Since last November’s U.S. presidential election, I’ve been in hiding. My hiding has been mostly figurative, but sometimes literal, with me hiding my head under the bed covers. Like many, I was stunned by the results. And the assaults on science have been fast and furious since the new administration took office. Contemplating this election and what lies ahead has been daunting and depressing for many of us, especially for those who work in, value, and respect science. I’ve felt immobilized, but it’s time for me to leave that in the past. It’s time for me to think about how I can stand up for science in the coming months.
Responses to the election on social media include calls for scientists to engage with the administration and with the science-skeptical public. Both scientists and science advocates are calling for scientists to become more involved in public dialogue and become part of our political landscape, even run for office. But what does this mean for science communicators? I don’t feel I can answer that question for all science communicators, but I’m trying to answer it for myself.
How can I become part of the long-term dialogue that we need in order to restore public confidence in science? I’ve worked on museum exhibits and other public communications for 20+ years and I’m accustomed to explaining science in everyday language. But what I’m not accustomed to is having discussions about science that aren’t centered on scientific evidence and facts. However, that’s where most of our public dialogue is today, in a facts-lite or fact-free zone. Too many people don’t trust science and scientists, so scientific facts, even when presented with great clarity, won’t necessarily help a conversation progress.
The challenge for me, both as a science communicator and a citizen, is presenting my positions convincingly without assuming that factual content will persuade. I suspect that contemplating such conversations is a conundrum for more than just me these days.
I’m getting some idea of how to have facts-lite conversations from social media. I’m a big fan of Twitter, but most of my Twitter community is fairly like-minded, interested in science, nature, and conservation. On Twitter, I’m mostly preaching to fellow choir members.

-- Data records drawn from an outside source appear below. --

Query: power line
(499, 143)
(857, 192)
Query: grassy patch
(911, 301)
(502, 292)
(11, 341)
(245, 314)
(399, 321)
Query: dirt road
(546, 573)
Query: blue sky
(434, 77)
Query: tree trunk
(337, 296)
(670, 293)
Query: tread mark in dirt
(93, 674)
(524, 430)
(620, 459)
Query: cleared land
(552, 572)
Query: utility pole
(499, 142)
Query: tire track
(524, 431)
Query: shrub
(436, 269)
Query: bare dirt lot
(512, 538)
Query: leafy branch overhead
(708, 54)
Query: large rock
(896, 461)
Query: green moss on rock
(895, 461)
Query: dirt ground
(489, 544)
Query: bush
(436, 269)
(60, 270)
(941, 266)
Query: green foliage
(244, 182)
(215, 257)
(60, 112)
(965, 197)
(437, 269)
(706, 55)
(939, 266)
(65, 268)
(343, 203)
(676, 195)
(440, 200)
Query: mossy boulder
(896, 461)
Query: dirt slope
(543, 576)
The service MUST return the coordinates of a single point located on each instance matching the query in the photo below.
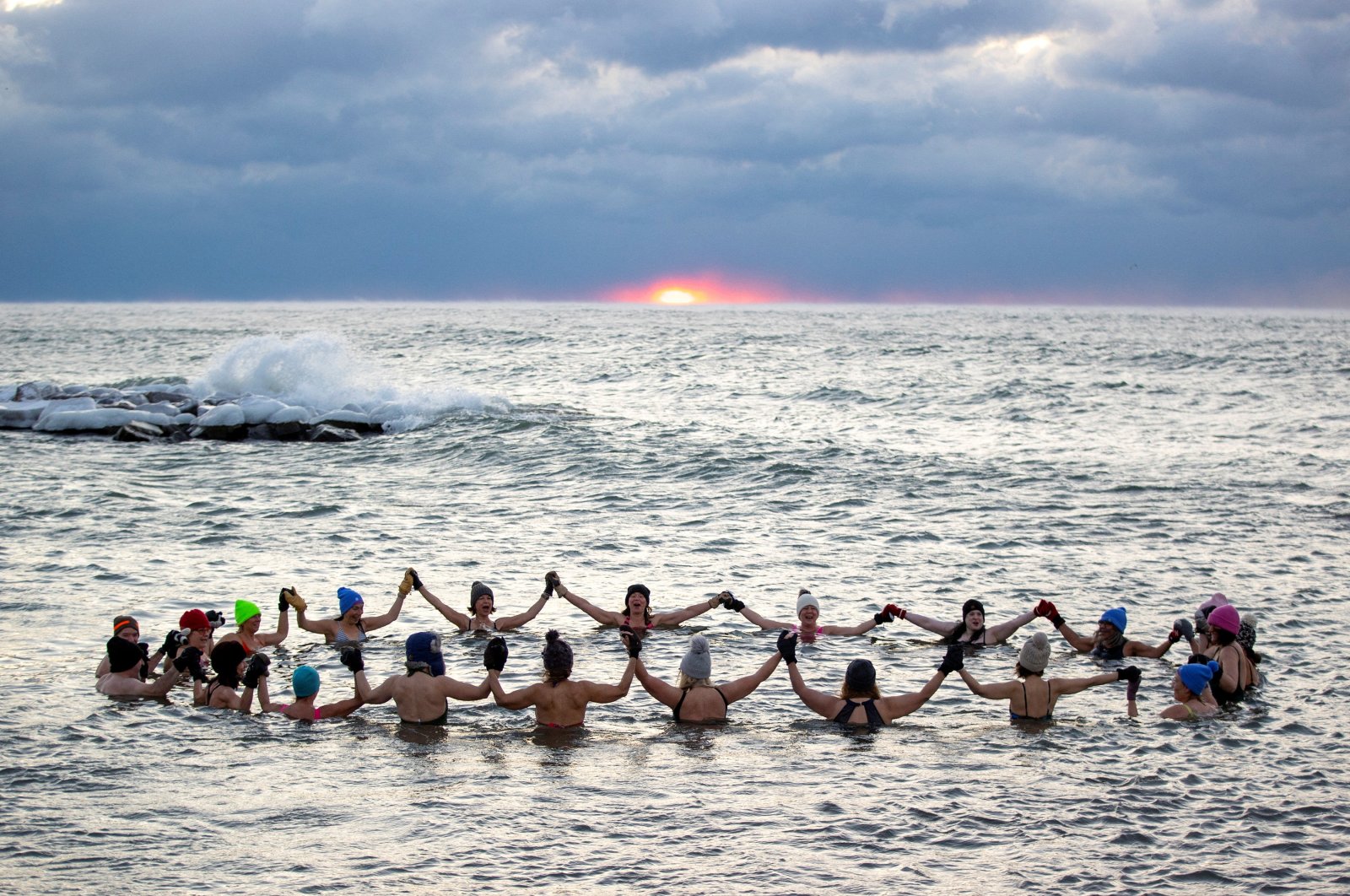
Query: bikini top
(685, 693)
(874, 715)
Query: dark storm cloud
(331, 148)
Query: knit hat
(226, 659)
(304, 680)
(424, 653)
(1115, 616)
(348, 599)
(558, 656)
(1226, 617)
(699, 661)
(123, 655)
(861, 677)
(246, 610)
(1036, 653)
(1195, 677)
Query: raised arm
(661, 691)
(521, 618)
(746, 686)
(1003, 630)
(604, 617)
(611, 693)
(688, 613)
(936, 626)
(894, 707)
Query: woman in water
(304, 683)
(1237, 671)
(558, 700)
(807, 617)
(636, 613)
(859, 700)
(971, 628)
(1190, 686)
(1109, 641)
(234, 668)
(694, 698)
(422, 697)
(1033, 697)
(350, 626)
(481, 607)
(127, 629)
(249, 618)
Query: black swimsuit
(685, 694)
(874, 715)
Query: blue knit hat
(304, 680)
(424, 650)
(1195, 677)
(1115, 616)
(348, 599)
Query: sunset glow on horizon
(697, 290)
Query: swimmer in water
(123, 679)
(1190, 687)
(128, 629)
(807, 617)
(304, 683)
(249, 619)
(481, 607)
(694, 698)
(1033, 697)
(234, 668)
(859, 700)
(422, 697)
(350, 626)
(559, 700)
(1109, 641)
(636, 613)
(971, 628)
(1237, 672)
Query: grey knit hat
(699, 661)
(1036, 653)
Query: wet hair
(558, 659)
(647, 592)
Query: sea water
(875, 455)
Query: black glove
(189, 661)
(955, 659)
(256, 668)
(173, 643)
(631, 640)
(496, 653)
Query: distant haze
(1176, 151)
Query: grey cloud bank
(1174, 151)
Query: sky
(1066, 151)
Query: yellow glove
(294, 599)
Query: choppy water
(913, 455)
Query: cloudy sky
(1179, 151)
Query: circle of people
(1222, 667)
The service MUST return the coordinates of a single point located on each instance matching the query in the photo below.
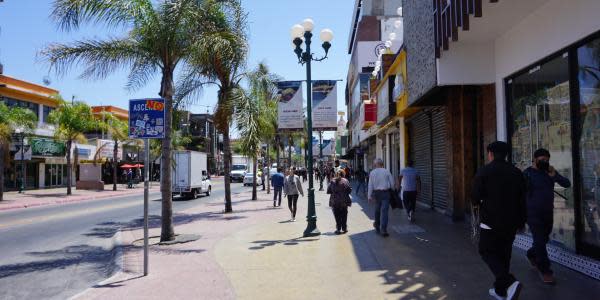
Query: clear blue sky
(26, 29)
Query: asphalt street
(56, 252)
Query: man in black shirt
(499, 192)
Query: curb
(117, 261)
(65, 201)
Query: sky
(26, 28)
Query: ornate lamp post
(303, 34)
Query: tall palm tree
(161, 37)
(11, 119)
(255, 115)
(220, 60)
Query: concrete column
(42, 175)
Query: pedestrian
(129, 179)
(380, 186)
(499, 193)
(277, 183)
(540, 179)
(360, 177)
(409, 186)
(292, 188)
(340, 200)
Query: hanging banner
(289, 109)
(324, 106)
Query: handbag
(395, 201)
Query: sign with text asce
(290, 115)
(147, 118)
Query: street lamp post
(299, 32)
(21, 134)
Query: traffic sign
(147, 118)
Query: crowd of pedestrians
(505, 199)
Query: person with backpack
(499, 193)
(540, 179)
(339, 190)
(292, 187)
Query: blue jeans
(278, 190)
(382, 206)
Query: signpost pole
(146, 191)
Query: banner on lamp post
(324, 105)
(290, 115)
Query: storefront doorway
(555, 104)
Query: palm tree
(11, 119)
(161, 36)
(255, 115)
(220, 60)
(118, 130)
(72, 121)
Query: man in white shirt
(380, 184)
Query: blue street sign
(147, 118)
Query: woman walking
(291, 188)
(340, 190)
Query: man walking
(380, 184)
(499, 192)
(410, 183)
(277, 182)
(540, 179)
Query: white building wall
(553, 26)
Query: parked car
(248, 179)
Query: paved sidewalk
(33, 198)
(256, 253)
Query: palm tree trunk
(2, 153)
(227, 169)
(115, 153)
(254, 179)
(268, 170)
(69, 170)
(167, 232)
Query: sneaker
(513, 291)
(532, 262)
(492, 292)
(548, 278)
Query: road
(55, 252)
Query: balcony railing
(448, 15)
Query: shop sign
(47, 147)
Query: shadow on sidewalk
(99, 258)
(291, 242)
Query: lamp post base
(311, 229)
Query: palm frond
(71, 14)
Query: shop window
(540, 107)
(589, 143)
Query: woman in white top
(292, 187)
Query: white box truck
(190, 174)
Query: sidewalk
(33, 198)
(256, 253)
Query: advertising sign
(47, 147)
(324, 105)
(147, 118)
(289, 109)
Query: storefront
(555, 104)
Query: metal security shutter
(420, 152)
(440, 158)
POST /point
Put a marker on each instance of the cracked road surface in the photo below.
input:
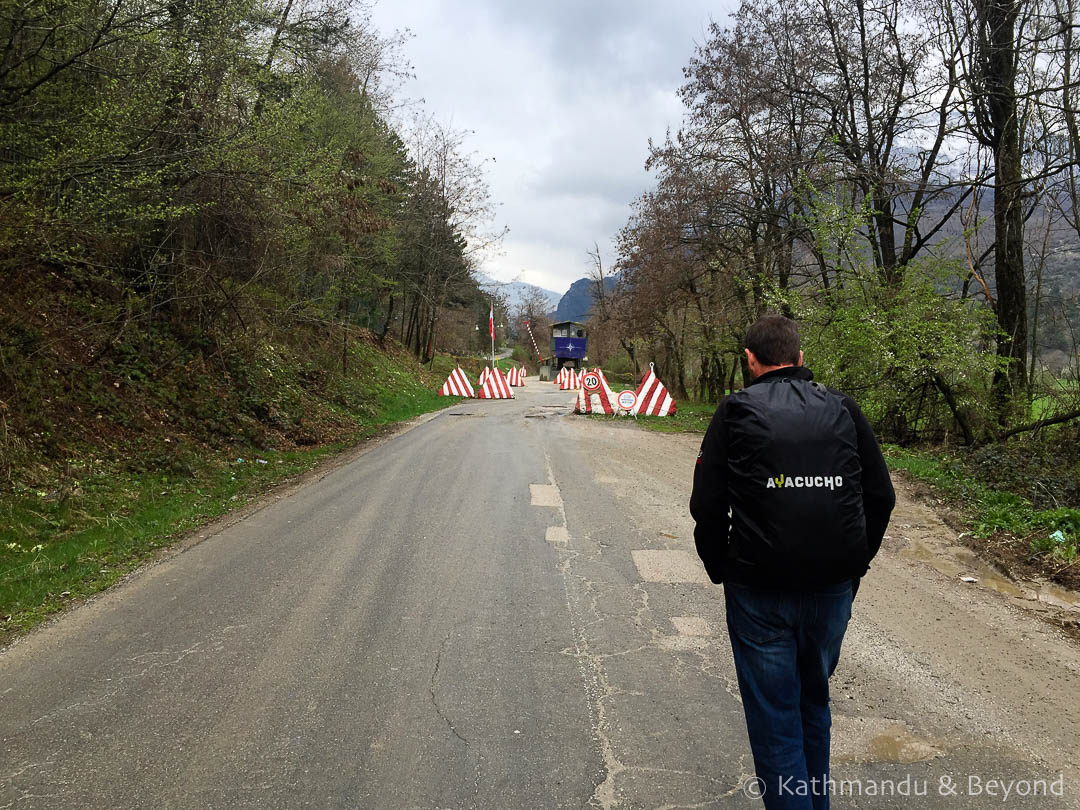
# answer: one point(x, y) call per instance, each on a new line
point(500, 607)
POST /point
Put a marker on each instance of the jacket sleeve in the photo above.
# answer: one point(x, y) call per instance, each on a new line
point(878, 495)
point(709, 500)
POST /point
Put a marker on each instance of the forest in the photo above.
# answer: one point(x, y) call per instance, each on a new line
point(901, 176)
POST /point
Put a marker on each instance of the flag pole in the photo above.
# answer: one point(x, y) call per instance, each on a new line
point(490, 323)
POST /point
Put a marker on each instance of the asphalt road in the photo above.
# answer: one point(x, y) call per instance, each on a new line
point(497, 608)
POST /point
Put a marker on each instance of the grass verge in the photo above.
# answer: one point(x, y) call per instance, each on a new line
point(1043, 540)
point(91, 518)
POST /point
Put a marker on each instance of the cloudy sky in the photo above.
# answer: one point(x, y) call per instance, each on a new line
point(564, 96)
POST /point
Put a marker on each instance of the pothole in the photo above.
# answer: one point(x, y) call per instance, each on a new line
point(878, 740)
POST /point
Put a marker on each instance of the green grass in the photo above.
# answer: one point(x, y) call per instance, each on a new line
point(1054, 532)
point(98, 518)
point(689, 417)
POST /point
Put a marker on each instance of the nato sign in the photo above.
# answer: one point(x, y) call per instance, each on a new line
point(574, 348)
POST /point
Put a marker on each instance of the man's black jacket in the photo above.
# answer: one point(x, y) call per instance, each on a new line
point(818, 535)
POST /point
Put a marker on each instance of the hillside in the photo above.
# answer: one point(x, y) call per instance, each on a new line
point(578, 302)
point(517, 292)
point(116, 437)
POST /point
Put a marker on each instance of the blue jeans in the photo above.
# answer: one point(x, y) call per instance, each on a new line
point(786, 645)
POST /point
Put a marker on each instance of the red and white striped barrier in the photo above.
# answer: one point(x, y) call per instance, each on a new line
point(571, 381)
point(595, 395)
point(494, 386)
point(457, 385)
point(652, 397)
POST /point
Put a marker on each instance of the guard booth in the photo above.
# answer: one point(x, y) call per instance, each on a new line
point(568, 340)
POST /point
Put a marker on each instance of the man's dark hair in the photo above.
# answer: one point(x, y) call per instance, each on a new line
point(774, 340)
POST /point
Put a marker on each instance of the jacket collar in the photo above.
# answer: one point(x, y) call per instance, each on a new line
point(797, 373)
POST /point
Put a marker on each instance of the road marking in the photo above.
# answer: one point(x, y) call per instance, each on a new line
point(545, 495)
point(690, 625)
point(669, 566)
point(557, 535)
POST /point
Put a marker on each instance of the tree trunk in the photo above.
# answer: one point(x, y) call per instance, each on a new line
point(997, 56)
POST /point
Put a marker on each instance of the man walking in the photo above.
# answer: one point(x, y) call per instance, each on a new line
point(792, 498)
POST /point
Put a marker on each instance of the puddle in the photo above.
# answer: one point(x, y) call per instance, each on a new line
point(878, 740)
point(901, 747)
point(957, 562)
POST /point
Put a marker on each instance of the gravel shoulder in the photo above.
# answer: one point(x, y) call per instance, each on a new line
point(934, 667)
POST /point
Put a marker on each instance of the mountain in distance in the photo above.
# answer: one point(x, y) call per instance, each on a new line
point(516, 291)
point(578, 302)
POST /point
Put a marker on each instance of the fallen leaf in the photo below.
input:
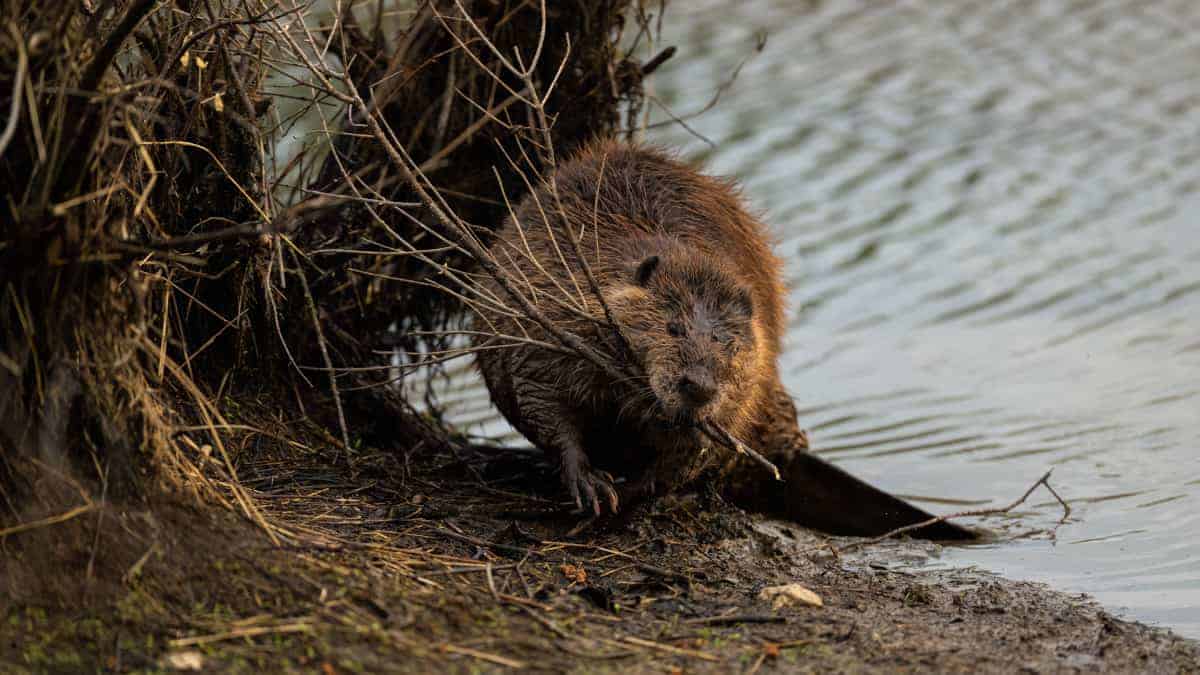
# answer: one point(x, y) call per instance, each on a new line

However, the same isn’t true of Facebook. My Facebook friends and family span a wider political spectrum and include people who aren’t necessarily science advocates. On Facebook, I’ve tried entering into a few conversations with people who think differently than I do.
I’ve learned to do this carefully and with restraint. Social media is a place where people who may be kind in person show a different face, sometimes turning into bullies. And there are some people who don’t seem capable of a calm exchange—they want to rant. In those cases, I find it best to stop responding pretty quickly (as much as I may want to defend my point).
But occasionally, I have an exchange on Facebook from which I learn something. For instance, I posted a newspaper article about the Trump administration blocking government scientists from communicating with the public. I called it un-American (perhaps too provocative a word choice). A woman I’ve never met, a friend of a Facebook friend, asked “If the information has never been made public, how can we be sure this is really un-American?”
My first reaction was irritation at what I considered a silly, or perplexing at best, question. But fortunately, I didn’t respond right away. I took some time to think about her question and gave her the benefit of the doubt. Perhaps she wasn’t being contrary; maybe she truly didn’t understand what I meant. So I attempted to calmly clarify what I meant.
I introduced myself as a science communicator who works with scientists regularly. I said that science works by being open and transparent, and when scientists can’t share their findings publicly, it hurts scientific progress and denies everyone access to important data.
I tried to speak from the heart and avoid any hint of confrontation or irritation. It was not the greatest answer in the world; I learned that I should invest some time in crafting a few brief “elevator pitch” answers on topics I care about—to be ready for next time.
More importantly, I was reminded how essential it is to listen and think about what others are saying and not to react too quickly. While I want to defend science, getting defensive isn’t a productive way to do so.
The woman to whom I responded didn’t leave another comment, so I don’t know if my answer was useful to her. But her question was useful to me. Trying to answer her, and thinking about the friendly conversations all science supporters need to be having with others, was thought-provoking for me.
Restoring public trust in science and scientists will be a long journey, a journey on which I’m only one of many travelers. And thus far, I've only taken a couple of baby steps. But at least these steps are getting me out of hiding.
Next up? Writing a couple of clear, non-confrontational signs for the March for Science.